Bidding YIP Adieu

One of the gifts of traveling is seeing the world differently. Sometimes, it means seeing ourselves differently—what we are capable of and what we are worthy of. Sometimes, we realize that we can trust some more, love some more or that we can be trusted and loved some more. I think that it’s true to both the one who physically travels and the one who travels in the presence of he who physically travelled.

When we travel, we are blown away by the capacity of the human being to feel the same way or think the same way. Wherever we are, in another city or country, we receive a thousand affirmations of our humanness—our hopes, our desires, our trivialities, our vulnerabilities, our joys. We see universal truths as we peel away layers of our own traditions, practices, preferences or idiosyncracies. This capacity to feel the other and to find deep in our hearts that we are the same and that we understand each other has power to feed some of our deepest hungers or heal some of our deepest wounds. Perhaps, the more people travel in different directions, the more understanding the world will be and the more that it will be able to shed light on the assumptions that we have built in our own spaces, territiories and jurisdictions.

I believe in the capacity of the traveled and the travailed individuals to help their worlds see the other. As we bring stories from one place to another, we light a spark of interest, we open doors and windows in which others can peek into and see what must be seen. The experience is a revelation. It hums, it sings, it inspires. It is an instrument of new seeing and understanding.
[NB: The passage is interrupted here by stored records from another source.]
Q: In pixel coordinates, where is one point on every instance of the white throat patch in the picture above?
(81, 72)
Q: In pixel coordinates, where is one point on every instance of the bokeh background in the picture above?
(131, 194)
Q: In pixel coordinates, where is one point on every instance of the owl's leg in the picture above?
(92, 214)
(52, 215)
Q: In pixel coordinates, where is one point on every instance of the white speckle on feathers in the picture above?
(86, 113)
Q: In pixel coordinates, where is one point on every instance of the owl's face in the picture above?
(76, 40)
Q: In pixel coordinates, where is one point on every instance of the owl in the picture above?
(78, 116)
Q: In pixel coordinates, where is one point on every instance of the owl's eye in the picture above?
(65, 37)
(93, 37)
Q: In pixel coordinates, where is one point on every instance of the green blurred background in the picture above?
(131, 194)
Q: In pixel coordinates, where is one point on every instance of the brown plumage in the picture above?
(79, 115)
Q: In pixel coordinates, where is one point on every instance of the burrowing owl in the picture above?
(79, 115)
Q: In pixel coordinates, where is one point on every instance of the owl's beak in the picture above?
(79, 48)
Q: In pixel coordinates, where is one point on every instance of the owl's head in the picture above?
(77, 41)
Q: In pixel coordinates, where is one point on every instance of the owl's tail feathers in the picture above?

But  there also is an aspect of travel that, to me, is still quite surreal. The pull that a place has on you years after you have traveled. Not all places do this to me. But there are certain places that I feel I must go back to. The pull manifests in many different ways and it never goes away. And it’s not necessarily because of the intensity of an experience or a vivid memory. I believe that we were meant to be in some places—in the past or in the future—and that the soul recognizes it. It’s the same with people we meet when we travel, physically or not. The impulse to make the most out of it because we might not see each other again is in the deep recesses of  our souls. We are more sensitive and attuned to what our hearts desire. When I sink into the sadness that comes with goodbyes, I wonder if it will take another lifetime for our souls to meet again. Separating ways casts a dent in my heart but I believe that having crossed paths, and having exchanged love and energy, we are meant to honor  the journey our souls are taking.

This recent soul encounter with our friends from YIP who we said goodbye to yesterday is probably one of the best travels I have had without physically traveling. And I will always remember the fullness of the experience. Because “the best trips,” said my favorite travel writer, “like the best love affairs, never really end.”